绿竹打了个冷颤:“王妃,我……我听见了,怪吓人的。”
那哭声不似寻常啜泣,带着绝望与恐惧的哀嚎,尖锐又破碎,又像是被人扼住了喉咙般,断断续续地飘过来,让周遭的空气都变得有些刺骨。
绿竹下意识地陆清禾身边又贴了贴,指尖紧紧攥着陆清禾的衣袖,声音都有些变形:“王妃,这深更半夜的,又是在……灵堂附近,莫不是……”
莫不是闹鬼了?
“别自己吓自己。”陆清禾此时也觉得有些渗人,但也还是安慰着绿竹。
“这声音……好像就是在去灵堂的路上……”绿竹小声说。
陆清禾握住绿竹的手,沉稳道:“我们没做亏心事,什么也不怕。
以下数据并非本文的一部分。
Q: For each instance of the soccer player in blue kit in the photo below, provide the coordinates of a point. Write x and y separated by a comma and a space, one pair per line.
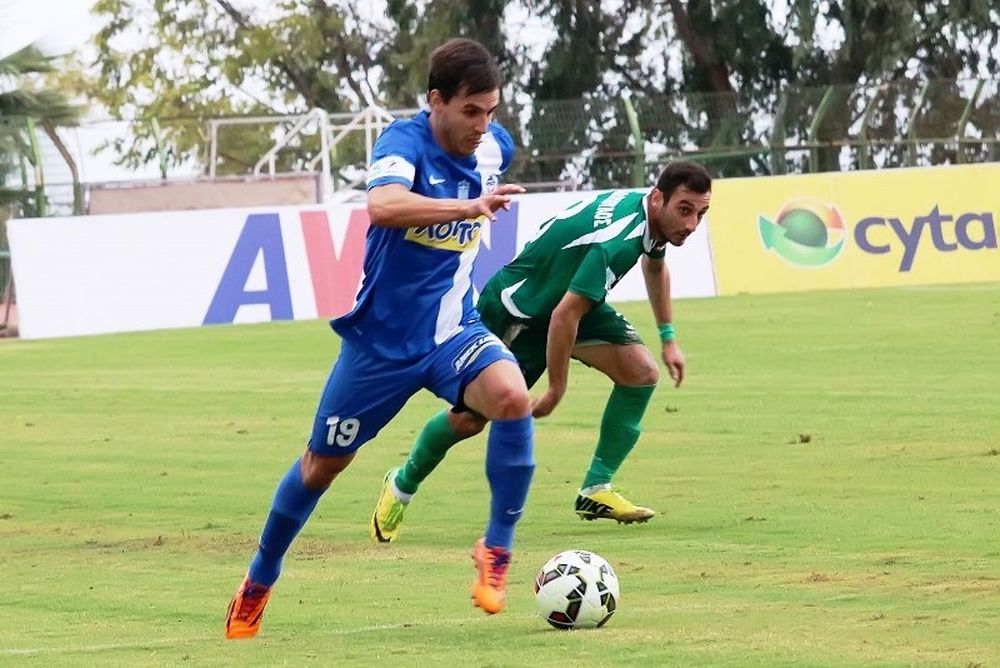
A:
432, 185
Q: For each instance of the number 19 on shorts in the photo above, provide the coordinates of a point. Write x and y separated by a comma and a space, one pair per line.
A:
341, 432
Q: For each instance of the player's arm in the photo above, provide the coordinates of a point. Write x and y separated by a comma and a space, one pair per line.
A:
657, 277
395, 205
563, 326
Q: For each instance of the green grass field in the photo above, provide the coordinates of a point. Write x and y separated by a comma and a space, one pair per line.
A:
827, 478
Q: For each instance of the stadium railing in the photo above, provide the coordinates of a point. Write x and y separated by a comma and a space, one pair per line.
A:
590, 142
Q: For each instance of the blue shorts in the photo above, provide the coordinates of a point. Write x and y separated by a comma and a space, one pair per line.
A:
364, 391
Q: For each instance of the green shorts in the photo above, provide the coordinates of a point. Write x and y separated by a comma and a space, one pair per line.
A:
528, 339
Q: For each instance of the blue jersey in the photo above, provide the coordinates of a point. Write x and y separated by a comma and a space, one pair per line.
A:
417, 287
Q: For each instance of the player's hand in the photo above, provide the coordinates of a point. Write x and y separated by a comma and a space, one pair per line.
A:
488, 204
545, 404
674, 359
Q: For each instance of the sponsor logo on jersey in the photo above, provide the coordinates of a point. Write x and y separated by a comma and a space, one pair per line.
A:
490, 183
458, 235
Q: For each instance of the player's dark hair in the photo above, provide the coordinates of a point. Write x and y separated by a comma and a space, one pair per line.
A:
462, 64
683, 173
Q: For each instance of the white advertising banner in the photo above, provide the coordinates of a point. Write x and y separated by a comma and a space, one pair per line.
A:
131, 272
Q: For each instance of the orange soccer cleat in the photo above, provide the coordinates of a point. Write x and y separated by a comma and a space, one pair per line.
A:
489, 590
246, 609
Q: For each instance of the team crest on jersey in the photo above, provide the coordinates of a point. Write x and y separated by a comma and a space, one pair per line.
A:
458, 235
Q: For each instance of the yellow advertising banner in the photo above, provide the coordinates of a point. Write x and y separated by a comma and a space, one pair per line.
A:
856, 229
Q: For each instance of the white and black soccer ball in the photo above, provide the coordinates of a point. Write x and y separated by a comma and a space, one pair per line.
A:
577, 589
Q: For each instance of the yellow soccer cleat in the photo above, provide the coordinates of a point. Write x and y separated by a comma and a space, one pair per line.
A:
246, 610
609, 504
489, 591
388, 513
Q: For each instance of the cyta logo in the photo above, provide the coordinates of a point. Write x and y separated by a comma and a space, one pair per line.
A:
807, 232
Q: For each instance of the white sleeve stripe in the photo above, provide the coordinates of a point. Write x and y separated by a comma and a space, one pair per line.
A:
391, 165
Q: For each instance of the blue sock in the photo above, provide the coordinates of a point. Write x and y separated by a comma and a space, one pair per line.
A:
292, 505
510, 462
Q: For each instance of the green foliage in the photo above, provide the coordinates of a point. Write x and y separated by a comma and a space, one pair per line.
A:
204, 59
712, 70
24, 100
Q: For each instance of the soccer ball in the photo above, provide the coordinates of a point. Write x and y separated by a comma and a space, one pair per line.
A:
576, 589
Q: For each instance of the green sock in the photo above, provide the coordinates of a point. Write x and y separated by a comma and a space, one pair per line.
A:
431, 446
619, 431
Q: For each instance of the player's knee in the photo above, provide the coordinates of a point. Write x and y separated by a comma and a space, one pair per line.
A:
641, 375
510, 403
466, 424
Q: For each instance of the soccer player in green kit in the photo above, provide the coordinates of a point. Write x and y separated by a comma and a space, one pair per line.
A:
548, 305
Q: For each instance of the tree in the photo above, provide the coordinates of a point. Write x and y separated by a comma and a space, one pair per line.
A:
23, 102
702, 74
202, 59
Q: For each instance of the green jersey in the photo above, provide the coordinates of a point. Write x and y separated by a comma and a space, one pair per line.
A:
586, 250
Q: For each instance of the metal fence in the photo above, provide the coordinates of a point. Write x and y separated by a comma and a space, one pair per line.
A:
587, 142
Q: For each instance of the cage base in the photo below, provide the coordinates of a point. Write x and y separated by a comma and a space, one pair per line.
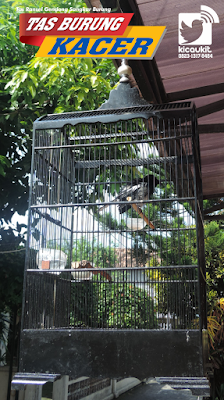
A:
112, 353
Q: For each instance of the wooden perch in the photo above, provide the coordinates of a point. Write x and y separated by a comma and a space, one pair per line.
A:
86, 264
140, 213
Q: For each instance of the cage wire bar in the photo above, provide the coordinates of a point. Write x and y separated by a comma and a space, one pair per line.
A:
115, 232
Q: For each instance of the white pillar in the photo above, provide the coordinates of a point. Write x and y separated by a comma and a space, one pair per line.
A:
33, 392
60, 388
114, 388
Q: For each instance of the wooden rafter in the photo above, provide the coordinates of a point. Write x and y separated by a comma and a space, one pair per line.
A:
196, 92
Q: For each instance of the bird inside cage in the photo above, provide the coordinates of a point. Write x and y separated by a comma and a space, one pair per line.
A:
140, 189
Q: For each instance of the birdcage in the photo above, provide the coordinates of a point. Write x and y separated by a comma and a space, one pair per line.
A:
115, 273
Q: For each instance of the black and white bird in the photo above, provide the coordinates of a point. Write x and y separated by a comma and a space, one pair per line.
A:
140, 189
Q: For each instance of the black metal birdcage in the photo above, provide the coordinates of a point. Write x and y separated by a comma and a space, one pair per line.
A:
115, 273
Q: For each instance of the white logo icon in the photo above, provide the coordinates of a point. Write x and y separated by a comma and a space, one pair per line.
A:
196, 28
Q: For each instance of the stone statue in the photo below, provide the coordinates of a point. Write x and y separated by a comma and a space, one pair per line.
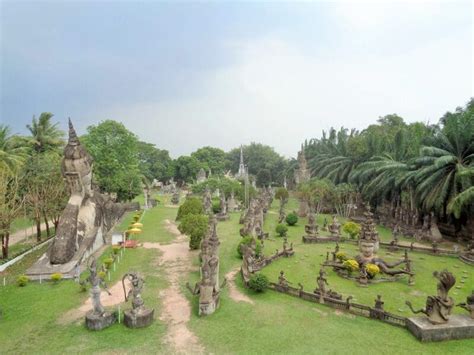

”
两人放缓脚步,硬着头皮朝着声音传来的方向走去,绿竹的表情也越发凝重。
转过一道廊柱,陆清禾便看到一座门窗紧闭的房间,门缝里渗出一丝微弱的烛火,刚才的哭喊声、呵斥声、拍打声就是从这里传出来的。
就在这时,房间的木门被猛地从里面踹开,一个身着宫装的瘦弱宫女跌跌撞撞地冲了出来,她发髻散乱,满脸泪痕,脸上还沾着灰尘与血污。
她拼尽全力往前跑,一边哭喊着:“我不要!我不要!”
“抓住她!别让她跑了!”
宫女刚跑出两步,身子便被一个尖脸太监从背后死死环住,太监的劲很大,一个瞬间就要将她拖拽回去。
宫女拼命挣扎,双脚死死蹬着地面,鞋尖眼看就要磨出血:“不要!放了我!求求你,放了我……”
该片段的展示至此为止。